Sie haben sich so skeptisch über unsere Spezies geäußert. Aber die Tatsache, dass der Mensch zu solchen kreativen Leistungen fähig ist, könnte Ihnen doch Hoffnung für uns geben?
BOYLE: Wir brauchen nochmal sechs Stunden, um dieses Thema zu diskutieren. Wir wissen auch gar nicht, ob das Schaffen von Kunst für uns gut oder schlecht ist. Für das Überleben ist es völlig nutzlos. Es ist irgendeine Zugabe zu unserem täglichen Dasein und unserer Wahrnehmung der Welt.

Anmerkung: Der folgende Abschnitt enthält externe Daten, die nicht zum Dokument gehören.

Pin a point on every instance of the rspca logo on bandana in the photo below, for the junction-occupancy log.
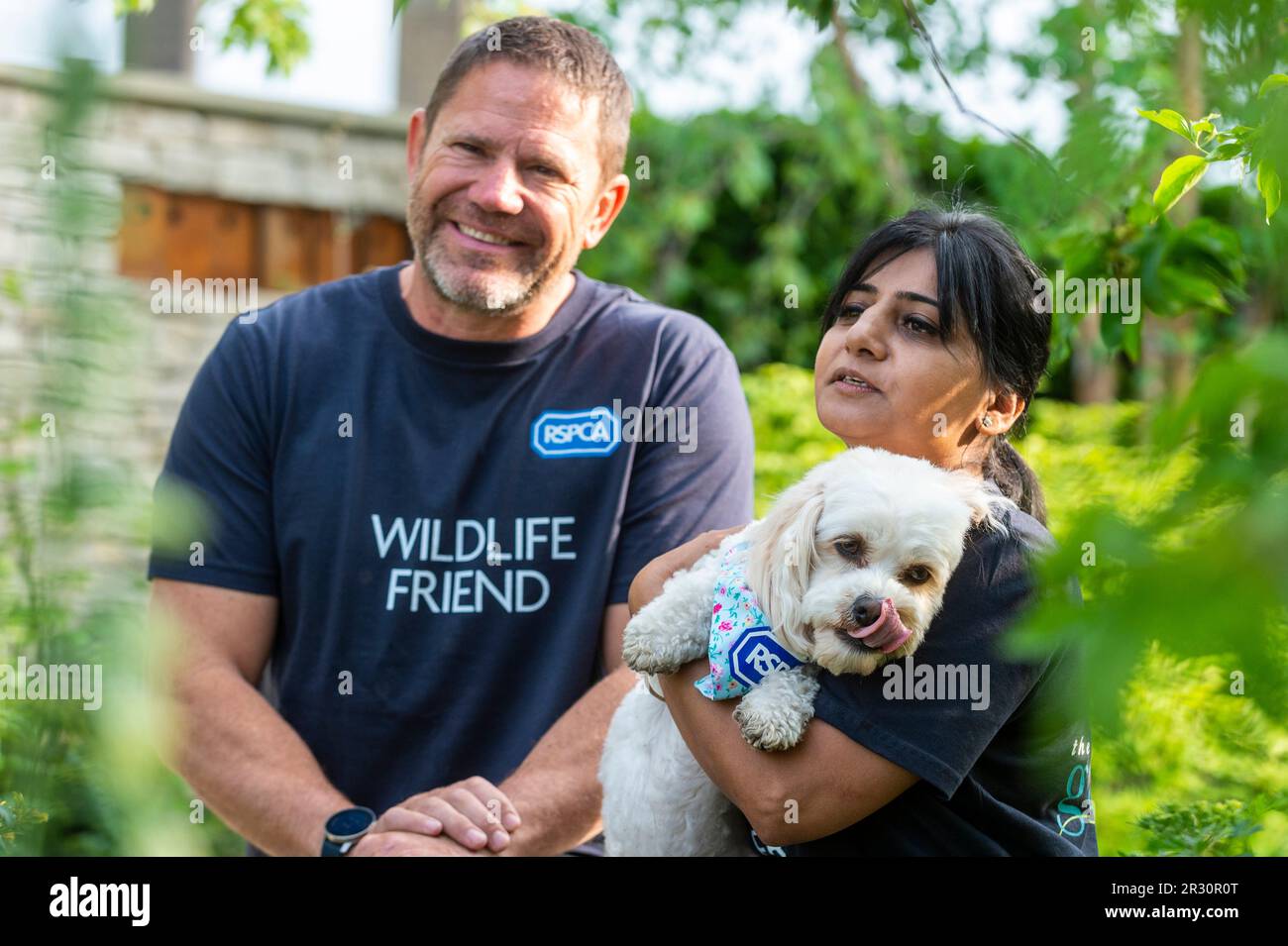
(591, 433)
(758, 654)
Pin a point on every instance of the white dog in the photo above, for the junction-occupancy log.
(849, 569)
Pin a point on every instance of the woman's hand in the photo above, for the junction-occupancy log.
(648, 583)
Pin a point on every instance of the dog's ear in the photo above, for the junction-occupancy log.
(986, 501)
(784, 555)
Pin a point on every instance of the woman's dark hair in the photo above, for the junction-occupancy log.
(988, 282)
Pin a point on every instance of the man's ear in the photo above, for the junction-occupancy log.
(608, 205)
(417, 130)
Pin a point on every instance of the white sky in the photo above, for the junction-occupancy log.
(353, 63)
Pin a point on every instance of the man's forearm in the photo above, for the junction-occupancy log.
(557, 789)
(249, 765)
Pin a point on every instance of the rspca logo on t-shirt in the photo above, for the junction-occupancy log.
(591, 433)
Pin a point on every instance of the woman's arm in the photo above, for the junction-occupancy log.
(824, 784)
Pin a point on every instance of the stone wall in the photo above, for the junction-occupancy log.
(156, 134)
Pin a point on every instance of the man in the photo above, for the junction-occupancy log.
(425, 504)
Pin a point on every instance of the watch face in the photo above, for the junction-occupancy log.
(351, 821)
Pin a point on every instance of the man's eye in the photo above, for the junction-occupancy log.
(917, 575)
(850, 549)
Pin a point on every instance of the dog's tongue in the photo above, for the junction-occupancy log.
(887, 633)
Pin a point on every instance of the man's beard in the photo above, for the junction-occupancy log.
(487, 292)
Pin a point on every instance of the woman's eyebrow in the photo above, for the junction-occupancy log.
(902, 293)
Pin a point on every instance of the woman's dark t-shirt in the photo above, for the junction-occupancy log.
(1004, 778)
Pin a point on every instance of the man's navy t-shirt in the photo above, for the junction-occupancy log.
(445, 521)
(1004, 775)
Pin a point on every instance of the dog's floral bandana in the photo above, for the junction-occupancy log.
(742, 648)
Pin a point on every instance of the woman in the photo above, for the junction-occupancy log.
(932, 348)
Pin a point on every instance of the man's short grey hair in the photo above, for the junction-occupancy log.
(567, 52)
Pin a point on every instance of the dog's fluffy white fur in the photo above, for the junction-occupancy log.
(867, 524)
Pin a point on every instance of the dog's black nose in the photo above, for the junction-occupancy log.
(864, 610)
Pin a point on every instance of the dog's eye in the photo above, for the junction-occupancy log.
(917, 575)
(850, 549)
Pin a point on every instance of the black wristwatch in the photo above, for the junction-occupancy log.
(344, 829)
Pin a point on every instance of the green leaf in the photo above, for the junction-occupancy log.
(1275, 80)
(1225, 152)
(1170, 120)
(1177, 179)
(1269, 185)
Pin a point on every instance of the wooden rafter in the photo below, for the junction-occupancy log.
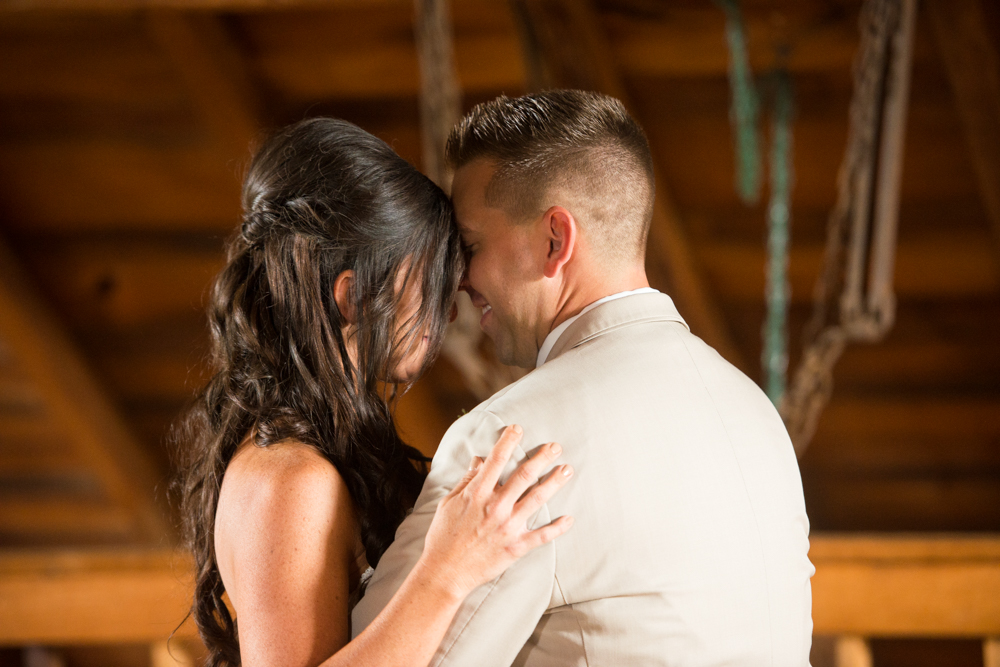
(75, 404)
(212, 68)
(973, 66)
(566, 46)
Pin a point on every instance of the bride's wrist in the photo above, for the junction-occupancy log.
(439, 582)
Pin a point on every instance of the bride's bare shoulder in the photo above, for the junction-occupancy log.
(284, 493)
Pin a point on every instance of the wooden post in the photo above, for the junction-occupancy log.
(565, 44)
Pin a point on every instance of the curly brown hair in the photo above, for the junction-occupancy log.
(321, 197)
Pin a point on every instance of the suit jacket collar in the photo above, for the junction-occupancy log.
(635, 309)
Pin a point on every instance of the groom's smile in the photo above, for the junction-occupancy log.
(502, 274)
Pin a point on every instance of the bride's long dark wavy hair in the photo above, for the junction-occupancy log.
(320, 197)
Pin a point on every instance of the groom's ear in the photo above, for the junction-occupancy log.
(561, 230)
(343, 293)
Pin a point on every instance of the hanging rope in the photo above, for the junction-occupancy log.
(861, 233)
(775, 348)
(745, 106)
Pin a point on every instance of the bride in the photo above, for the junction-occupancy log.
(338, 288)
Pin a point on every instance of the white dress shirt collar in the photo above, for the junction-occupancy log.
(550, 340)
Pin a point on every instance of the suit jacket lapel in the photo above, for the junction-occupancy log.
(629, 310)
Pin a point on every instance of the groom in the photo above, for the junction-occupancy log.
(690, 535)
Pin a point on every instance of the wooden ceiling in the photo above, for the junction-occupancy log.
(125, 126)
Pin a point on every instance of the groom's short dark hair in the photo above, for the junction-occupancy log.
(577, 142)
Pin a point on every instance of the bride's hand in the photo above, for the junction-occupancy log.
(480, 528)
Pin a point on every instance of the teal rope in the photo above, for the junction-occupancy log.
(745, 107)
(775, 351)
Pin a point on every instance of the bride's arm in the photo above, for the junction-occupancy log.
(290, 588)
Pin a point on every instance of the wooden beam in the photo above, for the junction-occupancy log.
(77, 403)
(973, 66)
(865, 585)
(96, 597)
(574, 52)
(213, 69)
(198, 5)
(906, 586)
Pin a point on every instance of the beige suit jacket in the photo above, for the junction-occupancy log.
(690, 539)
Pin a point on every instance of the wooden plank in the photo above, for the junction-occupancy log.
(893, 502)
(922, 365)
(93, 597)
(485, 64)
(944, 418)
(115, 186)
(60, 519)
(119, 283)
(973, 66)
(866, 585)
(213, 70)
(77, 403)
(690, 41)
(881, 456)
(906, 586)
(80, 58)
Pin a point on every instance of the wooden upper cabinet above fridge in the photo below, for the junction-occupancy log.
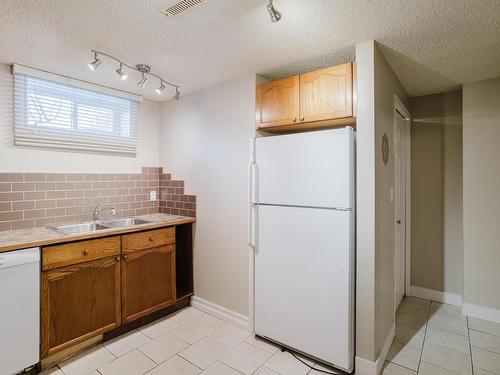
(277, 102)
(320, 99)
(326, 94)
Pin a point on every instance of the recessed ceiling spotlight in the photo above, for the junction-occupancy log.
(273, 12)
(142, 82)
(121, 74)
(94, 64)
(160, 89)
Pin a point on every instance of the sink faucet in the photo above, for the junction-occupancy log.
(98, 210)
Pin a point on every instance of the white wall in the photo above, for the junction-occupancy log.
(205, 142)
(22, 159)
(481, 200)
(377, 85)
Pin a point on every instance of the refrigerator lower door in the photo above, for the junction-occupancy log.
(304, 280)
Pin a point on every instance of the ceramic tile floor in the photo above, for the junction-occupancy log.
(436, 339)
(431, 339)
(186, 343)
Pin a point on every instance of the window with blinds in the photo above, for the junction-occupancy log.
(54, 115)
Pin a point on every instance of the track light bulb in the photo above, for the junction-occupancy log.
(160, 89)
(142, 82)
(121, 74)
(94, 64)
(273, 13)
(177, 95)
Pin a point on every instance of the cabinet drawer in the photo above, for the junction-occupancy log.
(149, 239)
(78, 252)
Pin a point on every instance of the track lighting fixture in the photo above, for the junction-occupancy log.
(142, 82)
(177, 95)
(95, 64)
(121, 74)
(141, 68)
(273, 12)
(160, 89)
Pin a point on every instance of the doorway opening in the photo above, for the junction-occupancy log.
(402, 201)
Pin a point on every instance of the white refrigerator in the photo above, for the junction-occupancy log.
(302, 234)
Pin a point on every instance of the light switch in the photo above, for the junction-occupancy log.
(152, 195)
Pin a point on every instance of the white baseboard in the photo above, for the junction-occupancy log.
(436, 295)
(366, 367)
(220, 312)
(481, 312)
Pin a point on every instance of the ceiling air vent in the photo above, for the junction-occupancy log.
(181, 7)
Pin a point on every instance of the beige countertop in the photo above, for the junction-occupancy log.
(33, 237)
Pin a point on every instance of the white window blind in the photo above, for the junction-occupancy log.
(56, 115)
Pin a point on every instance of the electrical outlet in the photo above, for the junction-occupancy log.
(152, 195)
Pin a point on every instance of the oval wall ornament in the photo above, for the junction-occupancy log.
(385, 149)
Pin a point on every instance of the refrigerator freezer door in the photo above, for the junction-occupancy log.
(304, 281)
(314, 169)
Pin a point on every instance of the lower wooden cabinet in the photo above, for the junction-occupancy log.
(148, 281)
(91, 287)
(78, 302)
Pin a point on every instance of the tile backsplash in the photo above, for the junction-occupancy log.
(30, 200)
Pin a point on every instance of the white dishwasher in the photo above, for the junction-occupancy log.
(19, 310)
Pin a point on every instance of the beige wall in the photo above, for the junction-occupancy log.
(386, 86)
(22, 159)
(205, 141)
(481, 195)
(436, 208)
(377, 85)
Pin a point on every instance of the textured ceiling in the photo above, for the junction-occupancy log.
(432, 45)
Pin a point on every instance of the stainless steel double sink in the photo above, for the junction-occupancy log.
(93, 226)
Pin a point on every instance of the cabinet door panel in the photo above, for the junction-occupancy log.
(278, 102)
(148, 281)
(79, 302)
(326, 94)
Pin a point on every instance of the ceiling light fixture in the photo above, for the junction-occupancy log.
(160, 89)
(121, 74)
(273, 12)
(94, 64)
(141, 68)
(142, 82)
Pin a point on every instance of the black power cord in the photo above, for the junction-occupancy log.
(283, 349)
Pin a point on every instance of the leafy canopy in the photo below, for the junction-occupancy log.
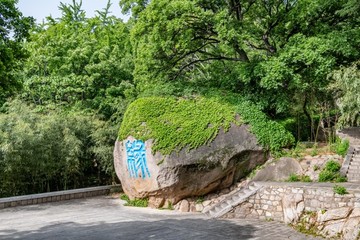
(14, 29)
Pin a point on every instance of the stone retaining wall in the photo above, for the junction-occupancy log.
(56, 196)
(313, 204)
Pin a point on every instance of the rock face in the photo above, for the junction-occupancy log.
(279, 170)
(197, 172)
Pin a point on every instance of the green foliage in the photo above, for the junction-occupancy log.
(80, 62)
(176, 123)
(298, 178)
(269, 133)
(14, 29)
(47, 151)
(340, 146)
(134, 203)
(340, 190)
(275, 53)
(331, 173)
(346, 87)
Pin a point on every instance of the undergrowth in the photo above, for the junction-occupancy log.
(177, 123)
(136, 202)
(331, 173)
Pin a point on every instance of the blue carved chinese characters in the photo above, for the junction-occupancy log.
(136, 159)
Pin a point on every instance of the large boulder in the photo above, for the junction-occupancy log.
(279, 170)
(170, 178)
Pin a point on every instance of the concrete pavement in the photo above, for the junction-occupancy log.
(107, 218)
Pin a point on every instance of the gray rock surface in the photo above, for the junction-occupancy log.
(229, 157)
(279, 170)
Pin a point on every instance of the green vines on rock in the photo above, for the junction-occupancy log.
(176, 123)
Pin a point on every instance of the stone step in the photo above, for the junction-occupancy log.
(354, 163)
(353, 176)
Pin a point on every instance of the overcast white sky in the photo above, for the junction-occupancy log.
(39, 9)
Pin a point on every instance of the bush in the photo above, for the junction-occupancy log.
(50, 151)
(177, 123)
(341, 146)
(297, 178)
(331, 173)
(134, 203)
(340, 190)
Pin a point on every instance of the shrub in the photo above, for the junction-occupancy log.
(332, 166)
(331, 173)
(293, 178)
(340, 190)
(298, 178)
(176, 123)
(341, 146)
(46, 151)
(134, 203)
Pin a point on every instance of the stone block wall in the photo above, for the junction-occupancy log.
(331, 214)
(55, 196)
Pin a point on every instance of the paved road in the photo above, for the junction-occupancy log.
(107, 218)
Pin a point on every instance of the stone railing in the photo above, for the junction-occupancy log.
(56, 196)
(331, 214)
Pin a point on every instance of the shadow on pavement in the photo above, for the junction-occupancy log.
(170, 229)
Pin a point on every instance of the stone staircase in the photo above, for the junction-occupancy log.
(351, 165)
(230, 201)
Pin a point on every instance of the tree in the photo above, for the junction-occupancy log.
(14, 28)
(346, 89)
(274, 52)
(79, 61)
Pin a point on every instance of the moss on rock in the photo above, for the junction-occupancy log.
(177, 123)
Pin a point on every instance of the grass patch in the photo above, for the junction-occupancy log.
(340, 190)
(298, 178)
(331, 173)
(134, 203)
(175, 123)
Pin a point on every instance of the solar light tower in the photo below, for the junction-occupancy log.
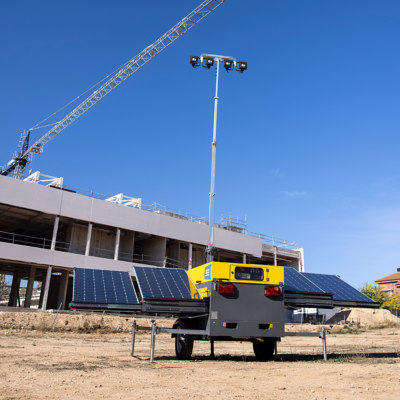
(229, 63)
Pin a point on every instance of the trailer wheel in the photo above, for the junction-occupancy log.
(263, 350)
(183, 348)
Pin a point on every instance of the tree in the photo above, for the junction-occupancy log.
(386, 301)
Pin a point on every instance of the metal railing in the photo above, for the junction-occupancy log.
(31, 241)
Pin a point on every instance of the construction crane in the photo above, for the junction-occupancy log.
(18, 163)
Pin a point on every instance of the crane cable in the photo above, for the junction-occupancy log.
(98, 83)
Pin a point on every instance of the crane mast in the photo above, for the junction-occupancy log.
(18, 163)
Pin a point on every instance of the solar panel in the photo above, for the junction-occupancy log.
(101, 286)
(165, 283)
(297, 282)
(341, 290)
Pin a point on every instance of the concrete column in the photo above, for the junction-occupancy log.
(117, 239)
(14, 293)
(190, 255)
(55, 229)
(46, 288)
(89, 237)
(29, 288)
(62, 294)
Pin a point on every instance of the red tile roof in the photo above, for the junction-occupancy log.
(390, 278)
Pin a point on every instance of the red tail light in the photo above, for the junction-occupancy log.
(271, 290)
(226, 288)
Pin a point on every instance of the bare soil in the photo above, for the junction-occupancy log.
(40, 364)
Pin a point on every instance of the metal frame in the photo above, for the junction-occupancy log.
(205, 8)
(210, 250)
(205, 333)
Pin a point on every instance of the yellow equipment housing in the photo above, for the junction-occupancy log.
(225, 272)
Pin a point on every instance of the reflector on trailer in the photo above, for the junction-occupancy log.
(272, 290)
(226, 288)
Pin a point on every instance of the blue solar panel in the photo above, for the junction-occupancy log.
(101, 286)
(297, 282)
(341, 290)
(165, 283)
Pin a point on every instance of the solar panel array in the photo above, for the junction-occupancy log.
(322, 283)
(297, 282)
(101, 286)
(340, 289)
(164, 283)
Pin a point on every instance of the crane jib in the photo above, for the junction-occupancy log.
(130, 68)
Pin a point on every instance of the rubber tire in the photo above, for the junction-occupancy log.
(183, 348)
(263, 351)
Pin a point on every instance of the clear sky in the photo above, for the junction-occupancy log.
(308, 138)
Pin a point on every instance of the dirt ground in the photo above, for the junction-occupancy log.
(38, 364)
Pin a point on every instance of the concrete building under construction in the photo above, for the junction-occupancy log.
(47, 229)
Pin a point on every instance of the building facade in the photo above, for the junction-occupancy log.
(390, 284)
(46, 231)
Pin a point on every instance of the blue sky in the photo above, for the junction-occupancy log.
(307, 137)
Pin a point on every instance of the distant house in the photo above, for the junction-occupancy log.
(390, 284)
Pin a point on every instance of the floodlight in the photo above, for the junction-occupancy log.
(242, 66)
(209, 62)
(228, 64)
(194, 60)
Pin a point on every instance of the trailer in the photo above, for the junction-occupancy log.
(216, 301)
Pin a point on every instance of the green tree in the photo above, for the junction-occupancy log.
(375, 293)
(392, 303)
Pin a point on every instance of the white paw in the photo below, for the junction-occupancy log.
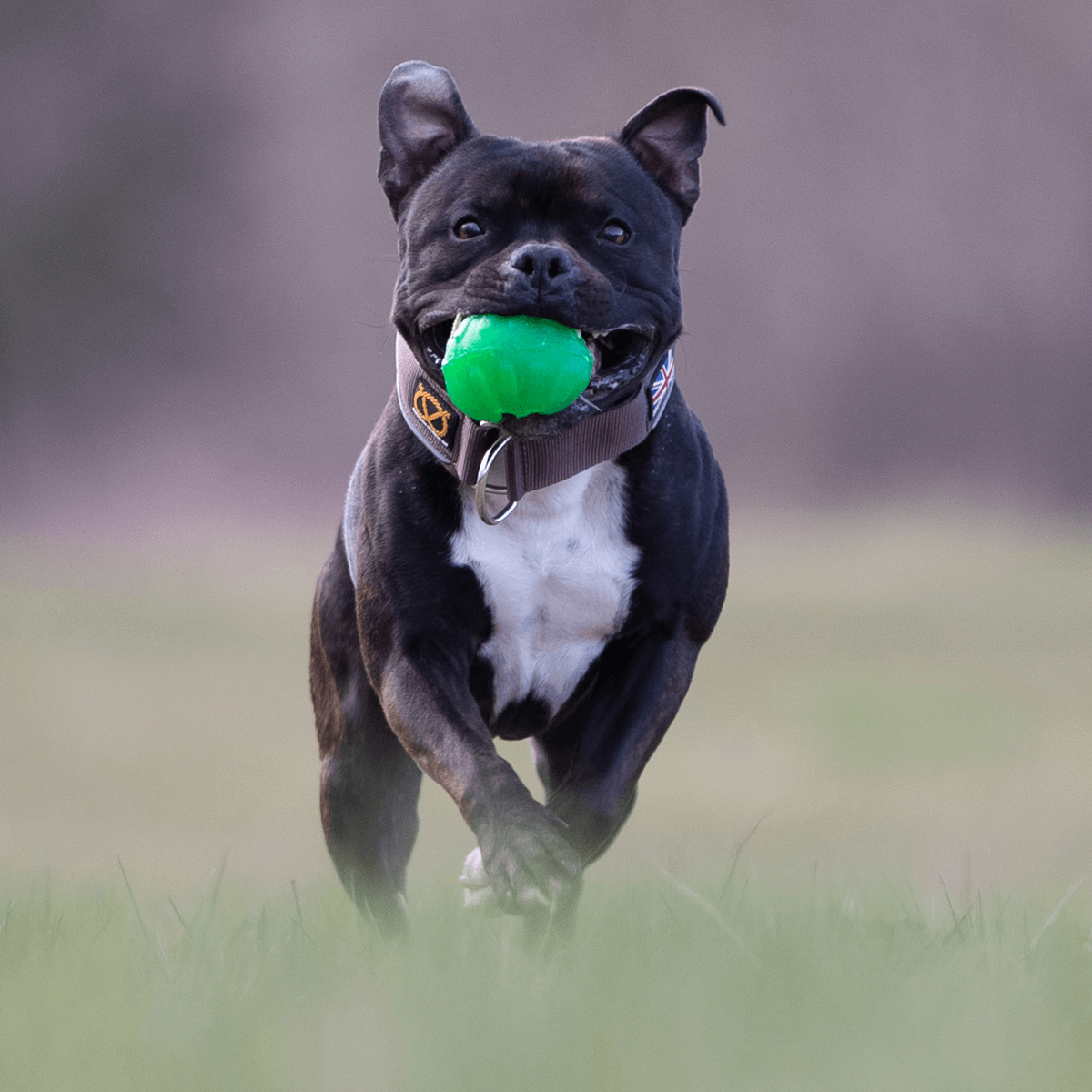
(478, 894)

Ich fühle mich privilegiert, dass ich dazu imstande bin. Mein ganzes Leben ist damit ausgefüllt, diese Fiktionen zu kreieren. Aber ich habe keine Ahnung, was sie für einen Sinn und Zweck haben - außer dem, dass wir die Grenzen unseres Körpers hinter uns lassen.
Zur Person
T(homas) C(oraghessan) Boyle wurde 1948 im US-Bundesstaat New York als Sohn irischer Einwanderer geboren. Mit Ach und Krach schaffte er den High-School-Abschluss, im Studium entdeckte er dann seine Liebe zum Schreiben, promovierte in Englischer Literatur. Er gilt als einer der wichtigsten amerikanischen Erzähler, bringt fast jedes Jahr ein Buch heraus. Eines seiner zentralen Themen ist der Mensch und sein Verhältnis zur Natur. Boyle, der mit seiner Familie im kalifornischen Santa Barbara wohnt, hatte sich bereits vor über 20 Jahren in "Ein Freund der Erde" mit den Auswirkungen des Klimawandels beschäftigt. Auch sein neuer Roman „Blue Skies“, der am 15. Mai bei Hanser (400 Seiten, 28 Euro) erscheint, ist ein Ökothriller über den Alltag in diesen Zeiten.